Transcript Annotation (StarBlast) Workflow

The “transcript annotation” (or “StarBlast”) workflow is another name for the de novo Transcriptome/RNA-Seq workflow. To specify this path, chose Transcriptome/RNA-Seq in the Choose Assembly Workflow screen, and De novo assembly in the Choose Assembly Type screen.

 

In the past, de novo assembly of RNA-Seq data could result in thousands of contigs representing the expressed transcripts, without any context or labels. For Lasergene 13.0 and later, SeqMan NGen automatically attempts to group contigs from the same gene, and then name and annotate them based on the best match to a collection of annotated reference sequences. Two different SeqMan NGen assembly engines are used to optimize your results. Note that results from this workflow are non-quantitative.

 

Result files for this workflow are described in detail in Transcript Annotation (StarBlast) Workflow Output.

 

The de novo assembly and annotation of the RNA-Seq data occurs in a series of steps performed automatically by SeqMan NGen. If you are interested in a “behind the scenes” look at the assembly process, the steps are described below:

 

1)  Perform read clustering with the XNG assembler.

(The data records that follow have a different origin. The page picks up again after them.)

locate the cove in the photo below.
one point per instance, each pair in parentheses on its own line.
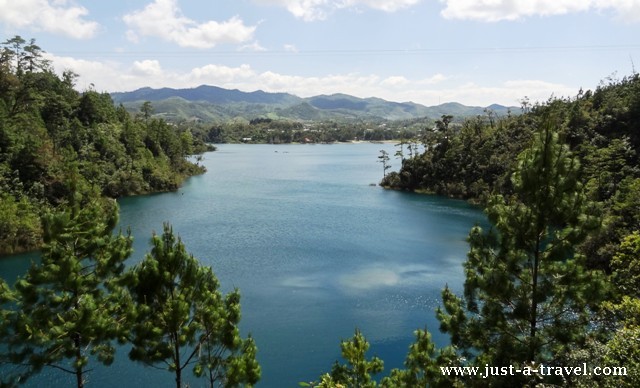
(315,250)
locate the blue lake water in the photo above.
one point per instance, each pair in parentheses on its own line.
(315,250)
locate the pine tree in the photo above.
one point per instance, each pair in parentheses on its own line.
(422,365)
(183,320)
(358,371)
(527,292)
(71,306)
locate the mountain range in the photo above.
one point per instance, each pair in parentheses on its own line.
(211,103)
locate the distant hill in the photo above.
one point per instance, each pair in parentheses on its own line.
(211,103)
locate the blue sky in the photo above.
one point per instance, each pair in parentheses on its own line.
(476,52)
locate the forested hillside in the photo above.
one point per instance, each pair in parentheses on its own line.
(550,296)
(55,140)
(601,127)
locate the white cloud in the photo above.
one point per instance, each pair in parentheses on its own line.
(147,67)
(58,17)
(433,90)
(164,19)
(382,5)
(218,75)
(310,10)
(496,10)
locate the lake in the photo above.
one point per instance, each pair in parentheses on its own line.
(315,250)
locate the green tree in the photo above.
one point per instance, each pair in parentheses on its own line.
(182,319)
(527,293)
(71,306)
(358,371)
(422,365)
(384,159)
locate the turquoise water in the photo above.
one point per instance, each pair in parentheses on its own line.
(315,250)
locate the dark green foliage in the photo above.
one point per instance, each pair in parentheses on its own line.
(423,365)
(183,320)
(50,133)
(71,306)
(527,293)
(358,371)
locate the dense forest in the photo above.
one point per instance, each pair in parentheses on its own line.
(55,140)
(554,282)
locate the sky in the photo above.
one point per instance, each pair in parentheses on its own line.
(475,52)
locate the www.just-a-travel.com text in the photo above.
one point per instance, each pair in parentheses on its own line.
(542,370)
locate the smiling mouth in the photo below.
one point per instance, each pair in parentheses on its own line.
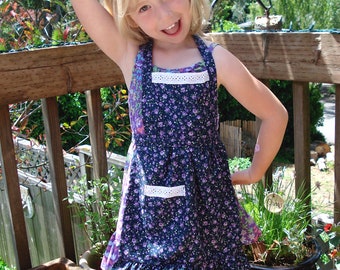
(172,29)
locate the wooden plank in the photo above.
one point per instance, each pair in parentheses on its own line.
(301,109)
(307,57)
(286,56)
(97,136)
(32,75)
(337,157)
(13,191)
(57,172)
(6,240)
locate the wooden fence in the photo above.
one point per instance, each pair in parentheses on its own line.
(48,73)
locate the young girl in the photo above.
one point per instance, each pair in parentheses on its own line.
(178,208)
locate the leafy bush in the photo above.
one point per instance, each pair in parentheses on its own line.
(36,23)
(97,203)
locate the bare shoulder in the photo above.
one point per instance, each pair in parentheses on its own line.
(228,66)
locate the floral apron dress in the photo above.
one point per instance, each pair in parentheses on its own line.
(179,209)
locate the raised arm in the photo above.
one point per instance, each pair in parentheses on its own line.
(260,101)
(101,27)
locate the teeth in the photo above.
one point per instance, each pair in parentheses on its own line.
(171,26)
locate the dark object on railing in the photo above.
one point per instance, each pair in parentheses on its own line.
(266,9)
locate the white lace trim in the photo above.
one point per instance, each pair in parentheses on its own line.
(180,78)
(164,192)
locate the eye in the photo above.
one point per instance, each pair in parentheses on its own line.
(144,8)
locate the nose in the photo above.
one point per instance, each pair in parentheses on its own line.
(165,10)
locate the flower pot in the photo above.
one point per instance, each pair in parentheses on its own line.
(308,264)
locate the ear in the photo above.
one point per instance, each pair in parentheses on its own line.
(131,22)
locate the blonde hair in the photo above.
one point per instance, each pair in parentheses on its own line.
(200,12)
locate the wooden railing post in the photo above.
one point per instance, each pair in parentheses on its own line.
(9,166)
(96,127)
(337,156)
(57,173)
(301,109)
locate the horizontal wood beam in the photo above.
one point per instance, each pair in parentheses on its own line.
(55,71)
(304,57)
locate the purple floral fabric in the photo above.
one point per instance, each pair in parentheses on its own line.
(176,144)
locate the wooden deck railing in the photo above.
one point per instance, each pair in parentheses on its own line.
(51,72)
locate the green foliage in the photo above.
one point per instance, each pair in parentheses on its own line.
(97,203)
(29,23)
(322,14)
(238,164)
(116,118)
(4,266)
(284,232)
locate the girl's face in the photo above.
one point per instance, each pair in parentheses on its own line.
(162,20)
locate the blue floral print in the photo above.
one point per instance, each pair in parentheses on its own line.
(189,217)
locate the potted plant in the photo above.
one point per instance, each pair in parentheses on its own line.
(328,236)
(285,242)
(97,203)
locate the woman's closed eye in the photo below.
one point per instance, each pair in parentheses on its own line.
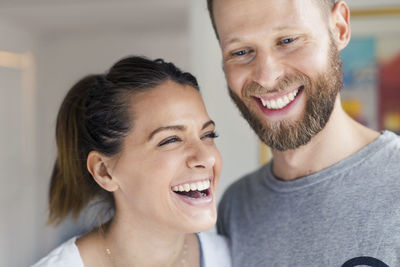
(287,41)
(169,140)
(210,135)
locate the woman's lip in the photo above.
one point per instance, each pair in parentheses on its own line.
(203,201)
(210,178)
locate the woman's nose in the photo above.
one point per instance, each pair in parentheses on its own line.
(201,156)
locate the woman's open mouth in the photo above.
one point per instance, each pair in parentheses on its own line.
(194,193)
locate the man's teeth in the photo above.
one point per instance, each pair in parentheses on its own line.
(280,102)
(199,186)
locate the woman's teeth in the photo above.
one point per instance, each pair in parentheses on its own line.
(197,186)
(280,102)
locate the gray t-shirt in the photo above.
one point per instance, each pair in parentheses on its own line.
(349,212)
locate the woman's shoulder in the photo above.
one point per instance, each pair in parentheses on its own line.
(215,250)
(67,254)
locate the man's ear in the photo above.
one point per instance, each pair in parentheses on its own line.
(98,166)
(340,24)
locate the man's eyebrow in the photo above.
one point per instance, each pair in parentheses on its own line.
(232,40)
(176,128)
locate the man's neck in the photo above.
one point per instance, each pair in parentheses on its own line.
(341,137)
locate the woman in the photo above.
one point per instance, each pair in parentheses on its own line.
(139,138)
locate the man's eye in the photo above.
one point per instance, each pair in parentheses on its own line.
(169,141)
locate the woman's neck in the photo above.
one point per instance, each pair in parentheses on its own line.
(124,242)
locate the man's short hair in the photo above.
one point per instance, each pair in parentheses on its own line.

Any RNA-Seq data can be used, though the expected data for this workflow is Illumina data, preferably with reads ≥ 100 bases in length.

 

2)  Perform de novo assembly of each cluster with the SNG assembler.

 

3)  Compare contig consensus sequences to the specified set of reference sequences (the “database”). Licensed users can use the SeqMan NGen wizard to access DNASTAR’s database of transcript annotations extracted from data on NCBI’s RefSeq website. In addition to the complete collection, subsets of the data are available:

 

Archea

Bacteria

Fungi

Invertebrate

Mitochondrion

Plant

Plasmid

Plastid

Protozoa

Vertebrate_mammalian

Vertebrate_other

Viral

 

Alternatively, you may create a custom database for use in this step, as described in Creating a Custom Transcription Annotation Database.

 

4)  Identify and merge contigs belonging to the same gene.

 

5)  Perform a second de novo assembly for the grouped contig sequences using the SNG assembler. The goal is to produce the most complete assembly possible for each transcript in the data set.

 

6)  Compare the updated contig sequences to the same database as in Step 3. The best matching database entry for each contig is used to label that contig at the gene level and provide summary statistics on the match.

 

See Using Transcript Annotation (StarBlast) Workflow Output as the Template to learn how to use the output of a de novo transcriptome/RNA-Seq assembly as input for the templated transcriptome/RNA-Seq workflow.